2024年5月20日(月)

Wedge REPORT

2020年11月30日

 筆者は埼玉県内にある陸上自衛隊の化学学校や化学部隊を取材したことがある。部隊は小さな実験室の片隅に置かれたガラス製の密閉容器の中で、サリンなどと同種の神経ガスを発生させ、無毒化する訓練を繰り返していた。解毒剤は実験で事故が起きた場合に備えていたからで、地下鉄の車内や駅構内を除染できたのは、訓練の結果だ。「国会では化学兵器を製造する恐ろしい部隊のように言われ、何度も悔しい思いをしてきた」──。地下鉄サリン事件の後で、筆者の取材に答えた部隊幹部(2佐)の言葉だ。

技術に民生と軍事の境界はない
双方の幅広い知識が不可欠

 世界で初めて化学兵器が無差別テロに使われたのが地下鉄サリン事件だった。そして悪用された軍事技術から多くの命を救ったのも軍事技術であった。我が国は生物兵器も化学兵器も保有しない。しかし、それら兵器の脅威から国民を守るためには、保有する以上に研究し、軍事の知識を積み重ねておく必要があることを、事件は証明したのではないだろうか。

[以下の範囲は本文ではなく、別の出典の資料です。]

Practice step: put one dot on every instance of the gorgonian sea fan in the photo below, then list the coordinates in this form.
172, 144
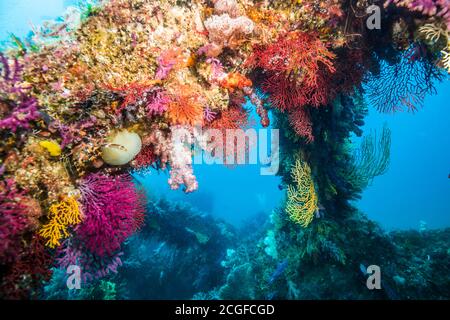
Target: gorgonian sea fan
93, 267
403, 85
296, 66
113, 210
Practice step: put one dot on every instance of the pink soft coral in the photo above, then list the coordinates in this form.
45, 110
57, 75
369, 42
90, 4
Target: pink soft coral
113, 210
14, 221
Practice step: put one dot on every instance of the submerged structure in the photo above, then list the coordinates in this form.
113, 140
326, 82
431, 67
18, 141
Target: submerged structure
89, 99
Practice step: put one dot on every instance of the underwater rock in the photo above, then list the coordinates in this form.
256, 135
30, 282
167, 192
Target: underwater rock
123, 147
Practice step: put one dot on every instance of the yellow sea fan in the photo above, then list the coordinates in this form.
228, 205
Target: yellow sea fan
53, 148
62, 215
302, 201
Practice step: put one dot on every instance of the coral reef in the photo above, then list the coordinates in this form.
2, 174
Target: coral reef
302, 202
102, 92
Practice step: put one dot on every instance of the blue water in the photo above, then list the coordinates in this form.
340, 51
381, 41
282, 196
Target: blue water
416, 186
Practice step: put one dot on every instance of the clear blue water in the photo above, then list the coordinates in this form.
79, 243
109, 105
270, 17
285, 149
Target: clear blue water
416, 187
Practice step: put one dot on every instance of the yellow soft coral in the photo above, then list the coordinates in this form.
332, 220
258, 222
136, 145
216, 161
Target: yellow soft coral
302, 202
52, 147
62, 215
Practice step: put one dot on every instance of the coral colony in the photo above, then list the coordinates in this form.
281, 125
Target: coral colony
90, 99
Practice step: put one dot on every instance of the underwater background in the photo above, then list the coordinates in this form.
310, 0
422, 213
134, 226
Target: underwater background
196, 247
419, 168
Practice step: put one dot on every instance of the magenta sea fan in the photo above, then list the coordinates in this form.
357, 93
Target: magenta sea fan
113, 210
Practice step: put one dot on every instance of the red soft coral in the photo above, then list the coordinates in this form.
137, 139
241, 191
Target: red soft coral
297, 66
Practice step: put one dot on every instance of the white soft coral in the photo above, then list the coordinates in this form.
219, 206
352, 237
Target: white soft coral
223, 29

 現在、日本をはじめ多くの国々が新型コロナウイルスに対するワクチン研究でしのぎを削っているが、それが生物兵器として軍事転用可能なことは、科学者であれば常識だろう。それでもワクチン研究が認められるのは、命を救うことのほうが大事だからだ。軍事用と民生用の境が極めてあいまいになった現代において、最も大切なことは、民生用に開発した技術であっても、軍事に転用できる可能性を、研究者自らが幅広い知識として持っていなければならないということだ。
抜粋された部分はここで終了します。